Friday, May 23, 2014 —
STATESVILLE, N.C. -- In the summer of 1755, 50 soldiers arrived on a remote hilltop near present-day Statesville with orders to build a fort to guard local settlers and mark the edge of the British Empire. Fort Dobbs State Historic Site will offer a glimpse of life on the North Carolina frontier June 14-15. The lives of both the soldiers and settlers who lived on what was then the edge of civilization will be highlighted.
Named for royal governor Arthur Dobbs and commanded by Hugh Waddell, the fort was the base of operations for Waddell's troops during the French and Indian War, which had been the climax of centuries of tension between England and France. The western frontier was considered dangerous, and on occasion colonists would stay close to the fort's fortifications to remain protected from attacks by French-allied Indians.
This living history program will feature historic interpreters portraying American provincial soldiers and their Catawba Indian allies.Musket firing demonstrations at 11 a.m. and 2 p.m. Saturday, cannon firings at noon and 3 p.m. on Saturday and ongoing displays of 18th century military camp life on both Saturday and Sunday will be featured. The free program will run from 10 a.m. to 4 p.m. on Saturday and from 10 a.m. to 3 p.m. on Sunday.
Visitors will be transported to a time without the creature comforts and conveniences taken for granted today. This educational program at a state historic site will give life to North Carolina's past experiences and traditions and demonstrates the value of living history to students and adults.

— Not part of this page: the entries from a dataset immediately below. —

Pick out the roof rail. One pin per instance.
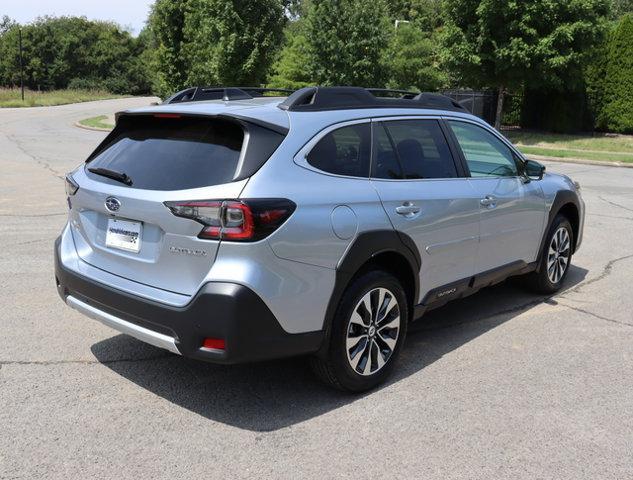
(198, 94)
(311, 99)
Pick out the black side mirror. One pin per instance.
(534, 169)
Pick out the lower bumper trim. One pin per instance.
(141, 333)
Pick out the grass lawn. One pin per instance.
(600, 147)
(97, 122)
(12, 97)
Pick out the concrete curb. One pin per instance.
(579, 161)
(95, 129)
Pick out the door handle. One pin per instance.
(488, 201)
(407, 209)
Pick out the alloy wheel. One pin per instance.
(558, 255)
(372, 331)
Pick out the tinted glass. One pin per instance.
(485, 154)
(386, 164)
(172, 154)
(345, 151)
(412, 149)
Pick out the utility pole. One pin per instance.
(21, 63)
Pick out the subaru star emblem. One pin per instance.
(113, 204)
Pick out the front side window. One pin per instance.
(345, 151)
(411, 149)
(486, 155)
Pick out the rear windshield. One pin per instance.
(171, 153)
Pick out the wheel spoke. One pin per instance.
(352, 343)
(367, 356)
(357, 320)
(389, 341)
(393, 323)
(364, 310)
(380, 358)
(357, 355)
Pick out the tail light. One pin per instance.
(71, 185)
(236, 220)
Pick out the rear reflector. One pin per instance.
(214, 343)
(235, 220)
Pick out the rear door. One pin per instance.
(126, 229)
(426, 197)
(512, 208)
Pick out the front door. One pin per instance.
(418, 183)
(512, 207)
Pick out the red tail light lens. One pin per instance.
(214, 343)
(235, 220)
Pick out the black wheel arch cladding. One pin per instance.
(567, 203)
(366, 247)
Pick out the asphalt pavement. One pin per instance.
(504, 384)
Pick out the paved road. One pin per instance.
(501, 385)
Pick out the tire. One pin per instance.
(360, 357)
(555, 258)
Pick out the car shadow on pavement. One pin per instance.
(272, 395)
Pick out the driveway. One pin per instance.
(503, 384)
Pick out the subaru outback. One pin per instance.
(229, 225)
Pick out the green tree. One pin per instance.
(616, 113)
(167, 22)
(206, 42)
(289, 70)
(232, 42)
(506, 44)
(64, 50)
(346, 40)
(413, 60)
(621, 8)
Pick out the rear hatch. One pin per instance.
(119, 219)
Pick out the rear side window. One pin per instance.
(412, 149)
(172, 153)
(345, 151)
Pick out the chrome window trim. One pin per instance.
(301, 158)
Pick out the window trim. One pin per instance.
(520, 164)
(301, 158)
(461, 173)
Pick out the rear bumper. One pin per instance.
(223, 310)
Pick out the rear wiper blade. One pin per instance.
(113, 174)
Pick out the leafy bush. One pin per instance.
(413, 60)
(64, 49)
(616, 112)
(215, 42)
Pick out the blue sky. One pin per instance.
(128, 13)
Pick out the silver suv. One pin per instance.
(231, 226)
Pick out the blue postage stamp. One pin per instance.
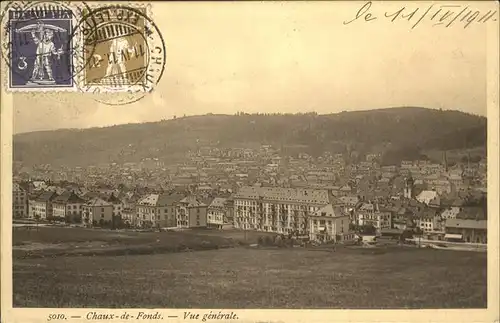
(40, 53)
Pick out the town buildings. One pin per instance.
(276, 209)
(157, 210)
(191, 213)
(40, 207)
(97, 212)
(217, 213)
(467, 230)
(330, 224)
(68, 206)
(19, 201)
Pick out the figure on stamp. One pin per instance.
(42, 35)
(119, 52)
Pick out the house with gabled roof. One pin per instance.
(191, 212)
(217, 212)
(97, 212)
(40, 207)
(330, 223)
(158, 210)
(68, 206)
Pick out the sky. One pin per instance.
(288, 57)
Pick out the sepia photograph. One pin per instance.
(248, 155)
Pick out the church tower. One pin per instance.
(408, 191)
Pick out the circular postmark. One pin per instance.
(39, 46)
(126, 55)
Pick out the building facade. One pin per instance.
(276, 209)
(157, 210)
(97, 212)
(68, 206)
(191, 213)
(19, 201)
(217, 213)
(330, 224)
(40, 207)
(473, 231)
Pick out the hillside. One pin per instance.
(398, 132)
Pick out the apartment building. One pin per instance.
(370, 214)
(157, 210)
(40, 207)
(467, 230)
(330, 223)
(191, 213)
(118, 205)
(97, 212)
(68, 206)
(276, 209)
(19, 201)
(217, 213)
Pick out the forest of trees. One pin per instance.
(405, 131)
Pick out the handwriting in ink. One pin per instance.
(446, 15)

For more information call (704) 873-5882 or visit www.fortdobbs.org. Fort Dobbs is the only state historic site dedicated to the period of the French and Indian War (1754-1763), also known as the Seven Years War. Located at 438 Fort Dobbs Rd. in Statesville, it is North Carolina's only link to a war for empire that crossed five continents and lasted nearly 10 years, and is part of the Division of State Historic Sites.